Here's an example of a Partitioner that operates on a specific field of data:


    Partitioner partitoner = new Partitioner() {
            @Override
            public String getPartitionPath(Tuple tuple) {
                return Path.SEPARATOR + tuple.getStringByField("city");
            }
     };

HDFS Bolt Support for HDFS Sequence Files

The org.apache.storm.hdfs.bolt.SequenceFileBolt class allows you to write storm data to HDFS sequence files:

        // sync the filesystem after every 1k tuples
        SyncPolicy syncPolicy = new CountSyncPolicy(1000);

        // rotate files when they reach 5MB
        FileRotationPolicy rotationPolicy = new FileSizeRotationPolicy(5.0f, Units.MB);

        FileNameFormat fileNameFormat = new DefaultFileNameFormat()
                .withExtension(".seq")
                .withPath("/data/");

        // create sequence format instance.
        DefaultSequenceFormat format = new DefaultSequenceFormat("timestamp", "sentence");

        SequenceFileBolt bolt = new SequenceFileBolt()
                .withFsUrl("hdfs://localhost:54310")
                .withFileNameFormat(fileNameFormat)
                .withSequenceFormat(format)
                .withRotationPolicy(rotationPolicy)
                .withSyncPolicy(syncPolicy)
                .withCompressionType(SequenceFile.CompressionType.RECORD)
                .withCompressionCodec("deflate");

The SequenceFileBolt requires that you provide a org.apache.storm.hdfs.bolt.format.SequenceFormat that maps tuples to key/value pairs:

public interface SequenceFormat extends Serializable {
    Class keyClass();
    Class valueClass();

    Writable key(Tuple tuple);
    Writable value(Tuple tuple);
}

HDFS Bolt Support for Avro Files

The org.apache.storm.hdfs.bolt.AvroGenericRecordBolt class allows you to write Avro objects directly to HDFS:

        // sync the filesystem after every 1k tuples
        SyncPolicy syncPolicy = new CountSyncPolicy(1000);

        // rotate files when they reach 5MB
        FileRotationPolicy rotationPolicy = new FileSizeRotationPolicy(5.0f, Units.MB);

        FileNameFormat fileNameFormat = new DefaultFileNameFormat()
                .withExtension(".avro")
                .withPath("/data/");

        // create sequence format instance.
        DefaultSequenceFormat format = new DefaultSequenceFormat("timestamp", "sentence");

        AvroGenericRecordBolt bolt = new AvroGenericRecordBolt()
                .withFsUrl("hdfs://localhost:54310")
                .withFileNameFormat(fileNameFormat)
                .withRotationPolicy(rotationPolicy)
                .withSyncPolicy(syncPolicy);

The avro bolt will write records to separate files based on the schema of the record being processed.
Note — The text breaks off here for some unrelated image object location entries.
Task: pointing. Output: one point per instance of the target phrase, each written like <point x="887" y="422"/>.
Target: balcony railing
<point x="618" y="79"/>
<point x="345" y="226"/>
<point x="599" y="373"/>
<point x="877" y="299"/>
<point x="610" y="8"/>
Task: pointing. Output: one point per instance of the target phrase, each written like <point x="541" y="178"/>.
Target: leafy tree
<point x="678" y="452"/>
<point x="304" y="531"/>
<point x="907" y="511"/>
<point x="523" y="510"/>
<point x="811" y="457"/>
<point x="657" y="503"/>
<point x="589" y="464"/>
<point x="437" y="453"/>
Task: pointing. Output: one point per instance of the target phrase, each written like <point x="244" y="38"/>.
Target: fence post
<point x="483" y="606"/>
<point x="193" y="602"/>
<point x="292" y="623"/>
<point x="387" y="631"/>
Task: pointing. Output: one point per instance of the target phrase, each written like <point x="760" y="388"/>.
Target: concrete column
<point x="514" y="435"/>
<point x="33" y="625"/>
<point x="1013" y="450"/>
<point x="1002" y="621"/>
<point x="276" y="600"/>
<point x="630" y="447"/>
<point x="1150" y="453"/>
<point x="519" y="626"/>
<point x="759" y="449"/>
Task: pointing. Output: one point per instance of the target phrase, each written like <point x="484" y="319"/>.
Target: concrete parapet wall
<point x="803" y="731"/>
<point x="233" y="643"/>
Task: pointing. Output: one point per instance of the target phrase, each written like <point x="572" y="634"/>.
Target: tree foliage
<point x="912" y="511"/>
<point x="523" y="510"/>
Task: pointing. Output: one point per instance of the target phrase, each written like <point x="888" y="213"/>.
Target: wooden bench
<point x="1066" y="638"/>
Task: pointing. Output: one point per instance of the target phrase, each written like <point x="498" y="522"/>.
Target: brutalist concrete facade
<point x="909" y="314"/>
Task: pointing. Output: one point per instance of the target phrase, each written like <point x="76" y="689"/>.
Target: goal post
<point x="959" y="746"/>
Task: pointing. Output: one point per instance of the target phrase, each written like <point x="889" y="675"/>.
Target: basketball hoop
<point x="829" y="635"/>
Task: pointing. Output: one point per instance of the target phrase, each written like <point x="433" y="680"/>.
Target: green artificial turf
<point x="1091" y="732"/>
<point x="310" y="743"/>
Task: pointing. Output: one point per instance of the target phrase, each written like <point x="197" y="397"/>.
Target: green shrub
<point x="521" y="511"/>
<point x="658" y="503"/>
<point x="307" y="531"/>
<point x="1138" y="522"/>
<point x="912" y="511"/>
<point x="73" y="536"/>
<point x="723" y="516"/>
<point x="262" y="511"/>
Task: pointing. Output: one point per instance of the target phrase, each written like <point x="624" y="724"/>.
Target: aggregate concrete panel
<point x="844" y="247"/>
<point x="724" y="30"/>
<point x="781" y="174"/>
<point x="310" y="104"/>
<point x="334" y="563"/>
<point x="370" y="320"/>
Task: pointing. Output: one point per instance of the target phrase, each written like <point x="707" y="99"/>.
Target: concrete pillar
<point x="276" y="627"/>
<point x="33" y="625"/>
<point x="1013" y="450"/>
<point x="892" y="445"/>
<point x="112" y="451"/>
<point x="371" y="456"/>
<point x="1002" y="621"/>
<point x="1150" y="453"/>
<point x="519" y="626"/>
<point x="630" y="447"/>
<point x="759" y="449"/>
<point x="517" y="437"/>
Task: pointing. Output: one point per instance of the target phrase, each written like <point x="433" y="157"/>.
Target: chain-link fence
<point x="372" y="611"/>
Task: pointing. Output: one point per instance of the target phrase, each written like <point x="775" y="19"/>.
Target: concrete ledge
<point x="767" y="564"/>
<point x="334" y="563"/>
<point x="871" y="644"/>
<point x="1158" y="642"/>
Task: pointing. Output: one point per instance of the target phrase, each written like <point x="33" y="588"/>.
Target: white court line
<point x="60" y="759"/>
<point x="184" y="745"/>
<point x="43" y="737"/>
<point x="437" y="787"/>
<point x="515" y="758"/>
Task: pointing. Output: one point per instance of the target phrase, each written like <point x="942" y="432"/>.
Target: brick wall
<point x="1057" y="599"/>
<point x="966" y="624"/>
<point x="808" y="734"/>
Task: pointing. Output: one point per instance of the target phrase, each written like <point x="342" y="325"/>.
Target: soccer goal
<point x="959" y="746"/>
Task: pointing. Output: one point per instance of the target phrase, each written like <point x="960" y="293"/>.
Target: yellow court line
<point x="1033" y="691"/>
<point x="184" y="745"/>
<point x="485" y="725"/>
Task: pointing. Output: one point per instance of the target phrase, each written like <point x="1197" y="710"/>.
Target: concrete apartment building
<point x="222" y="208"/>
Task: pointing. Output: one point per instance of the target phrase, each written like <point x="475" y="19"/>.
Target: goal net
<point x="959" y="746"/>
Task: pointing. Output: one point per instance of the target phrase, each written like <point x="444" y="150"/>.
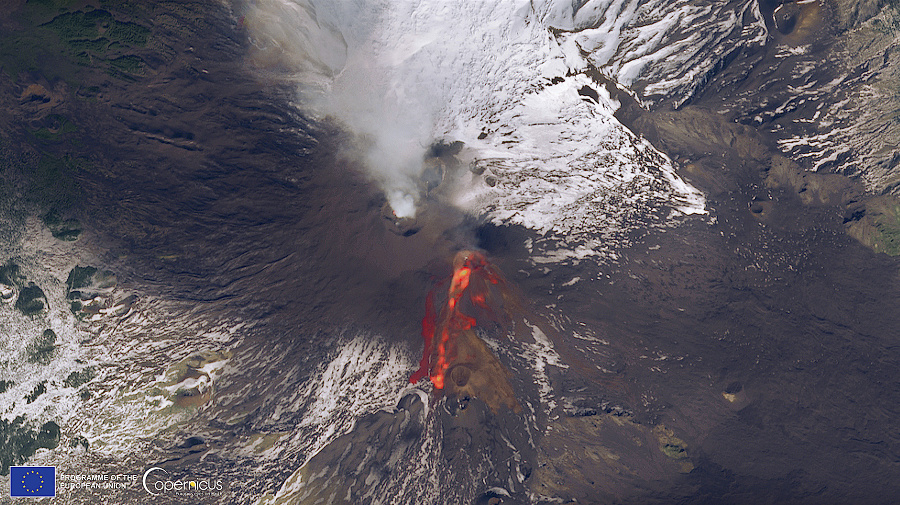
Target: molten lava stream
<point x="452" y="349"/>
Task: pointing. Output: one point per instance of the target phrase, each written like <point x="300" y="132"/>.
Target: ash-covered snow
<point x="494" y="75"/>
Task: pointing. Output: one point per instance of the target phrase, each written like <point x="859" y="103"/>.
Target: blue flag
<point x="32" y="481"/>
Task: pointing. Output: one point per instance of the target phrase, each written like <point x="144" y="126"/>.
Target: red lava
<point x="470" y="290"/>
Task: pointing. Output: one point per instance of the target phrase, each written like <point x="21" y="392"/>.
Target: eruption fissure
<point x="471" y="281"/>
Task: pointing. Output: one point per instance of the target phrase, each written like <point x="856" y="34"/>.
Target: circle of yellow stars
<point x="32" y="472"/>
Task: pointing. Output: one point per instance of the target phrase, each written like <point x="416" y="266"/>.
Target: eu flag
<point x="32" y="481"/>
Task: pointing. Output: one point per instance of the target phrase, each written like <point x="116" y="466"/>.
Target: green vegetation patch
<point x="53" y="183"/>
<point x="18" y="441"/>
<point x="888" y="227"/>
<point x="95" y="37"/>
<point x="61" y="47"/>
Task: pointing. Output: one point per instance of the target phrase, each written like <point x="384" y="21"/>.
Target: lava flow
<point x="454" y="358"/>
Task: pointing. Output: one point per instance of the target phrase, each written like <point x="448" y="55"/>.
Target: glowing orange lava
<point x="469" y="289"/>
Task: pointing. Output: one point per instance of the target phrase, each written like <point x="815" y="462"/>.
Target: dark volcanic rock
<point x="32" y="300"/>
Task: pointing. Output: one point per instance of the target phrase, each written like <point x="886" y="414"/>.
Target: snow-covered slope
<point x="402" y="74"/>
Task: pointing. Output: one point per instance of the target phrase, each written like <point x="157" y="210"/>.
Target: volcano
<point x="454" y="358"/>
<point x="429" y="252"/>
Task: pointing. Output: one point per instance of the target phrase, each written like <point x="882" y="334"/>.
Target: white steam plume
<point x="383" y="92"/>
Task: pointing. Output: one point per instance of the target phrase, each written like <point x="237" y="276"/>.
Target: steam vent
<point x="450" y="252"/>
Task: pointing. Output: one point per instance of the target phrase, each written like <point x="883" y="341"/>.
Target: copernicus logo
<point x="32" y="481"/>
<point x="155" y="483"/>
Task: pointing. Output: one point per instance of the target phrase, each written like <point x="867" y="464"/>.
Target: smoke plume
<point x="346" y="70"/>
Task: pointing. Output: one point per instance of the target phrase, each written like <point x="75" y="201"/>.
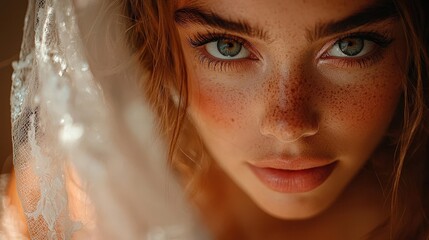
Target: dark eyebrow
<point x="196" y="15"/>
<point x="369" y="15"/>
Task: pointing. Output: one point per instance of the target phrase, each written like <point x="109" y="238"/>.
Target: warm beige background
<point x="11" y="25"/>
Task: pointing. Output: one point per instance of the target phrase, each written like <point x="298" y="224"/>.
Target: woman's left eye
<point x="351" y="47"/>
<point x="227" y="49"/>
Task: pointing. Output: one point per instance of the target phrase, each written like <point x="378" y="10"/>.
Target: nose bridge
<point x="289" y="114"/>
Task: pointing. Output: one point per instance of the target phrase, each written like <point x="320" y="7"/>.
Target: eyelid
<point x="201" y="39"/>
<point x="381" y="40"/>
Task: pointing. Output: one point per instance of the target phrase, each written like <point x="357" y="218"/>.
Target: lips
<point x="292" y="176"/>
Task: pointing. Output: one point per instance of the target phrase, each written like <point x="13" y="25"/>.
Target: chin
<point x="295" y="206"/>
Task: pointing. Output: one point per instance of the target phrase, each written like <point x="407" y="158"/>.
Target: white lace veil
<point x="88" y="162"/>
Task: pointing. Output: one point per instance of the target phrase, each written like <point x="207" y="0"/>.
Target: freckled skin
<point x="290" y="104"/>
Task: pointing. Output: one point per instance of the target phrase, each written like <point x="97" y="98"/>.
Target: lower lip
<point x="293" y="181"/>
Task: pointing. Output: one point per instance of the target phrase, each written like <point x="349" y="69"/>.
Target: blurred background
<point x="11" y="26"/>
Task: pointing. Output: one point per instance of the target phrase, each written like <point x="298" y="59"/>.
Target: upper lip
<point x="292" y="164"/>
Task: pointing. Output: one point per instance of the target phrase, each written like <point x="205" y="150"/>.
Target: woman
<point x="290" y="119"/>
<point x="308" y="109"/>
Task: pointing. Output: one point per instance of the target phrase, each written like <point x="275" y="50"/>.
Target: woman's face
<point x="291" y="98"/>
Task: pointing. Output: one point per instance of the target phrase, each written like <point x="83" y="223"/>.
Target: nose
<point x="289" y="113"/>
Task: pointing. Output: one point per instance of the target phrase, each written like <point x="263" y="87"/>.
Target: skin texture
<point x="287" y="100"/>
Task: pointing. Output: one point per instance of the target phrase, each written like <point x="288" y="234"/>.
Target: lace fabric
<point x="88" y="162"/>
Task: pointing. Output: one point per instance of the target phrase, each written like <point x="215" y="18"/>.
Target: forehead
<point x="280" y="13"/>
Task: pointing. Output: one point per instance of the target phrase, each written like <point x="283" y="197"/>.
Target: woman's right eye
<point x="227" y="49"/>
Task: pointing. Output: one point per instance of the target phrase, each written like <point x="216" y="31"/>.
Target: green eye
<point x="351" y="46"/>
<point x="227" y="49"/>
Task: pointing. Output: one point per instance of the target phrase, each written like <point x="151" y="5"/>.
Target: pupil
<point x="351" y="46"/>
<point x="228" y="48"/>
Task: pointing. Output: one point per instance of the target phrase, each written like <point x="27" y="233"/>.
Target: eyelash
<point x="381" y="41"/>
<point x="199" y="40"/>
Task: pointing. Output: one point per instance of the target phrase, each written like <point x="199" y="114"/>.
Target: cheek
<point x="215" y="104"/>
<point x="366" y="109"/>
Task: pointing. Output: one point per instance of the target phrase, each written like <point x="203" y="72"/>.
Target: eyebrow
<point x="196" y="15"/>
<point x="369" y="15"/>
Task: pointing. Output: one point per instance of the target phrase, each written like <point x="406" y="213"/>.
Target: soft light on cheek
<point x="214" y="104"/>
<point x="367" y="104"/>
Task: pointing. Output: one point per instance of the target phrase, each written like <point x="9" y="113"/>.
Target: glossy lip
<point x="297" y="176"/>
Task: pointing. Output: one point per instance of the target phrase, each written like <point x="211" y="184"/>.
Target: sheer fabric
<point x="88" y="162"/>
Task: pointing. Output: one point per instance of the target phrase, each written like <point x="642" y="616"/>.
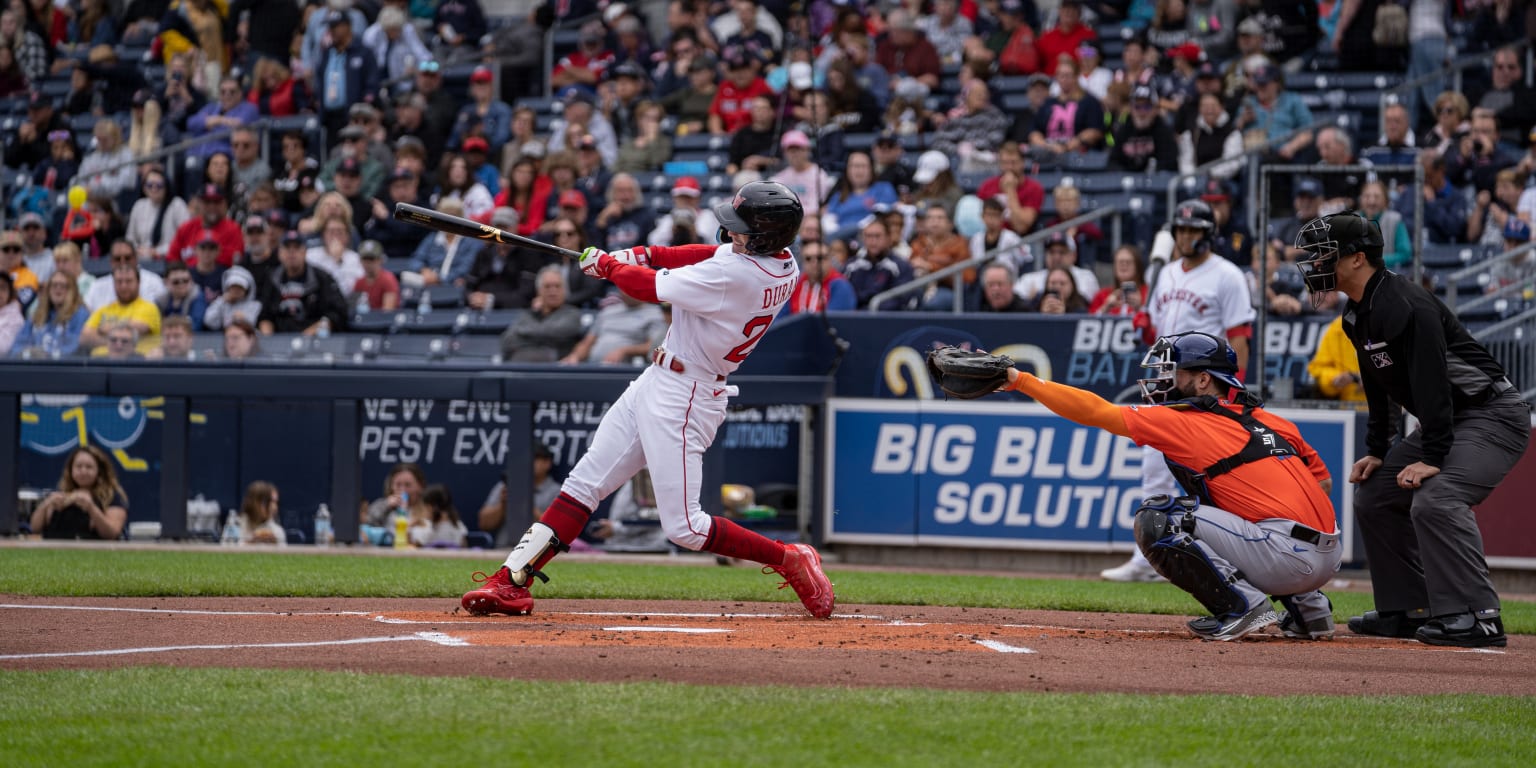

In other words, if the bolt receives records with two different schemas, it will write to two separate files. Each file will be rotatated in accordance with the specified rotation policy. If a large number of Avro schemas are expected, then the bolt should be configured with a maximum number of open files at least equal to the number of schemas expected to prevent excessive file open/close/create operations.

To use this bolt you must register the appropriate Kryo serializers with your topology configuration. A convenience method is provided for this:

AvroUtils.addAvroKryoSerializations(conf);

By default Storm will use the GenericAvroSerializer to handle serialization. This will work, but there are much faster options available if you can pre-define the schemas you will be using or utilize an external schema registry. An implementation using the Confluent Schema Registry is provided, but others can be implemented and provided to Storm. Please see the javadoc for classes in org.apache.storm.hdfs.avro for information about using the built-in options or creating your own.

HDFS Bolt support for Trident API

storm-hdfs also includes a Trident state implementation for writing data to HDFS, with an API that closely mirrors that of the bolts.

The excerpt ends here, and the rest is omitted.